REICHENSCHWAND – Am Ende war der Park des Reichenschwander Schlosses „High on emotion“: Der irische Sänger Chris de Burgh versetzte mit seinem musikalischen Können, seiner mitreißenden Natürlichkeit und seinen sympathischen Deutsch-Versuchen eingefleischte Fans wie neugierige Zuhörer in emotionale Hochstimmung.
Am frühen Nachmittag wabern Musikfetzen von Totos „Africa“ durch das Dorf. Der Wind trägt erste Eindrücke von Band, Programm und der unverkennbaren Stimme von Chris de Burgh mit sich. Das macht Lust auf mehr. Die meisten Besucher hören davon noch nichts, denn sie strömen erst später aus dem ganzen Umland nach Reichenschwand.
Schon der Weg zum Auftrittsort verleiht dem Abend ein besonderes Flair: Hunderte flanieren durch die Allee auf das neugotische Schloss zu, in dessen Park das Konzert steigt. Viele der bunt gemischten Konzertgänger haben sich schick gemacht, nur wenige tragen ihr Fan-Sein per T-Shirt zur Schau. Mitsingen können sie später aber alle. Und dann kommt er: Fast ein wenig unscheinbar wirkt der irische Weltstar, als er in schlichter Hose und Blousonjacke in gedämpften Farben auf das riesige Podium tritt. Aber mit seiner unverwechselbaren Stimme füllt er vom ersten Moment an Bühnendom und Park aus, seine Präsenz ist unüberhörbar. Im Gitarrenköfferchen hat de Burgh diesmal nicht nur seine eigenen Stücke, sondern auch Lieder, die ihn in seiner musikalischen Entwicklung prägten.
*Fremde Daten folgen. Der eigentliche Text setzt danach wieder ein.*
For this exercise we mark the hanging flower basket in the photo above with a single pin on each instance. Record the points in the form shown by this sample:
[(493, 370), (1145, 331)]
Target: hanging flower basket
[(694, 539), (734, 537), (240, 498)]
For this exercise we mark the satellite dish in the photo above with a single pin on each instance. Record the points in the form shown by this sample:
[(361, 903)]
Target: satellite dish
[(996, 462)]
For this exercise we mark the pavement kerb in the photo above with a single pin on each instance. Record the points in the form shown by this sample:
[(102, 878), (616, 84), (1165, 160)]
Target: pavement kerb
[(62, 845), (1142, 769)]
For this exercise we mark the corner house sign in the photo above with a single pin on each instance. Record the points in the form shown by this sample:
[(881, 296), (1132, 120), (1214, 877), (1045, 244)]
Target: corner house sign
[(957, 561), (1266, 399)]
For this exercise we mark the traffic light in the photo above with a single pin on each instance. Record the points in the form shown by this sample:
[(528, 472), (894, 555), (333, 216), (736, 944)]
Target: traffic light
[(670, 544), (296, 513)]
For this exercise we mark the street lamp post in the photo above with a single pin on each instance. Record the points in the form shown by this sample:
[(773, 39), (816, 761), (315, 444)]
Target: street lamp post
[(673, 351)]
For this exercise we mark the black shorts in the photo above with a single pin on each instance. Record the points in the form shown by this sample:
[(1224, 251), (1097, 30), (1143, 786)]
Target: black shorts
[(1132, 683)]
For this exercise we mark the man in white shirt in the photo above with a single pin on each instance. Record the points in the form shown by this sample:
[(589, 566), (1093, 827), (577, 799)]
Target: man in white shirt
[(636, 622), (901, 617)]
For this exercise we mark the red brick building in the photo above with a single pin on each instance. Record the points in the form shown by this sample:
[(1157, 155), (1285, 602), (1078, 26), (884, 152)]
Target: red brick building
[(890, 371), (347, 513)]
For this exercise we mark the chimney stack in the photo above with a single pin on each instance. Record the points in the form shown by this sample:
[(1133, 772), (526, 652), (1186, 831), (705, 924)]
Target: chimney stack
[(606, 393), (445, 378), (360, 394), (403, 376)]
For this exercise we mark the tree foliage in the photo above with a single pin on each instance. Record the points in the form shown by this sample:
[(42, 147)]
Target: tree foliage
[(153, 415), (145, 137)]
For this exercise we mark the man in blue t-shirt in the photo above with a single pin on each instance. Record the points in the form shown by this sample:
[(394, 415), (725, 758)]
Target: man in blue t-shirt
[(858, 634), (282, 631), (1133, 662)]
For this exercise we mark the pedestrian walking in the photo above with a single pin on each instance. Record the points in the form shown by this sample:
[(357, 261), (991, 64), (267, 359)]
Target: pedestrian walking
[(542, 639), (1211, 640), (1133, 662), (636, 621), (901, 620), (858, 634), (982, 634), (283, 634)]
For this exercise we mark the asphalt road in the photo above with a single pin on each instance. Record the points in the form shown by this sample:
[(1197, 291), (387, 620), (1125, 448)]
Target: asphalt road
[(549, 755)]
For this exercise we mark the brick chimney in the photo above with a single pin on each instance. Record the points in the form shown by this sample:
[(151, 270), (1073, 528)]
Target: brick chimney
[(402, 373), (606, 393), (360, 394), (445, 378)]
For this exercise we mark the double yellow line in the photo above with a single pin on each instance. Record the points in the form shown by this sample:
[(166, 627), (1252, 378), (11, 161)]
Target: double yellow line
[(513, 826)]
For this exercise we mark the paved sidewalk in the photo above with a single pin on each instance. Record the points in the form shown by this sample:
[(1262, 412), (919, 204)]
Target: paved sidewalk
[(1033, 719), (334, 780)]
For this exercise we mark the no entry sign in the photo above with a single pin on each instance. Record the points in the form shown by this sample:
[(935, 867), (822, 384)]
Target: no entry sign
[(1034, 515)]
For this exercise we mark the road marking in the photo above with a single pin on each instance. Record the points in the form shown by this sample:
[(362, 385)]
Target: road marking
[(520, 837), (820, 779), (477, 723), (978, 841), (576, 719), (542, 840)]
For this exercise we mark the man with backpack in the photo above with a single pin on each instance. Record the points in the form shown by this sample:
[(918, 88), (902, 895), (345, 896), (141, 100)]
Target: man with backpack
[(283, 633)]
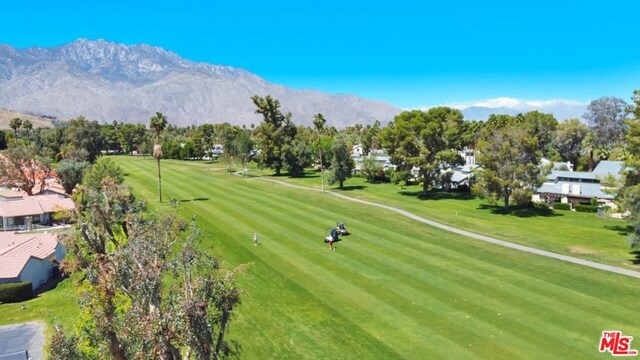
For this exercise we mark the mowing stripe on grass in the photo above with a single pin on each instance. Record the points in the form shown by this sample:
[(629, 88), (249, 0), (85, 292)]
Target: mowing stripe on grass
[(592, 264)]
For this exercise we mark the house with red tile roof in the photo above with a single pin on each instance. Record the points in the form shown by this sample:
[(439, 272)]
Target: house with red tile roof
[(29, 212), (29, 257)]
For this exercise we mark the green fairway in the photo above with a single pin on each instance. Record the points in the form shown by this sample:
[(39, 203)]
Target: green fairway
[(582, 235), (395, 288)]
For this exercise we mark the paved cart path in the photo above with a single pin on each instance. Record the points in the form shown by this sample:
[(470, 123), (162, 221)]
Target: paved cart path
[(16, 339), (549, 254)]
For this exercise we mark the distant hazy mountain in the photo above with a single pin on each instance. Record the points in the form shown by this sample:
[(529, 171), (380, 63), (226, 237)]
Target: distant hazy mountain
[(106, 81), (36, 120), (561, 109)]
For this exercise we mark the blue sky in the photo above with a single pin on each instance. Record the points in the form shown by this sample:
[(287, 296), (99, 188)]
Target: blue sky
[(408, 53)]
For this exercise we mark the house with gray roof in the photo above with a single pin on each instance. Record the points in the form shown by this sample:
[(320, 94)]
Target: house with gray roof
[(579, 187)]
Gefühlvoll interpretiert der Ire „Long and winding road“ von den Beatles oder schafft echtes Gänsehautfeeling bei Mariah Careys „I can’t live“. Seine exzellente Band mit Al Vosper (Gitarre), David Levy (Bass), Nigel Hopkins (Keyboard) und Tony Kiley (Drums) bildet einen ausgewogenen Rahmen für die klare Kopfstimme von de Burgh. Es sind Coversongs, aber der bodenständige Sänger, der gerne Geschichten vom Glühweintrinken auf dem Nürnberger Weihnachtsmarkt zum Besten gibt, verleiht ihnen mit Leichtigkeit seine ureigene Note, mal sanft, mal rockig. Immer wieder brandet Zwischenapplaus auf.
Für ein erstes Highlight sorgt der energiegeladene 61-Jährige, der bei Rockpassagen ungeniert über die Bühne hüpft, mit seinen Deutschkenntnissen: Die Worte „Bier“ und „Toiletten“ kommen ihm leicht über die Lippen, Reichenschwand dagegen ist eher ein Zungenbrecher. Der Vollprofi im kurzlebigen Musikgeschäft weiß, wann ein Witz passt, wie er sein Publikum zum Klatschen und Singen bringt, es in die dezent gehaltene, aber stimmungsvolle Show einbindet.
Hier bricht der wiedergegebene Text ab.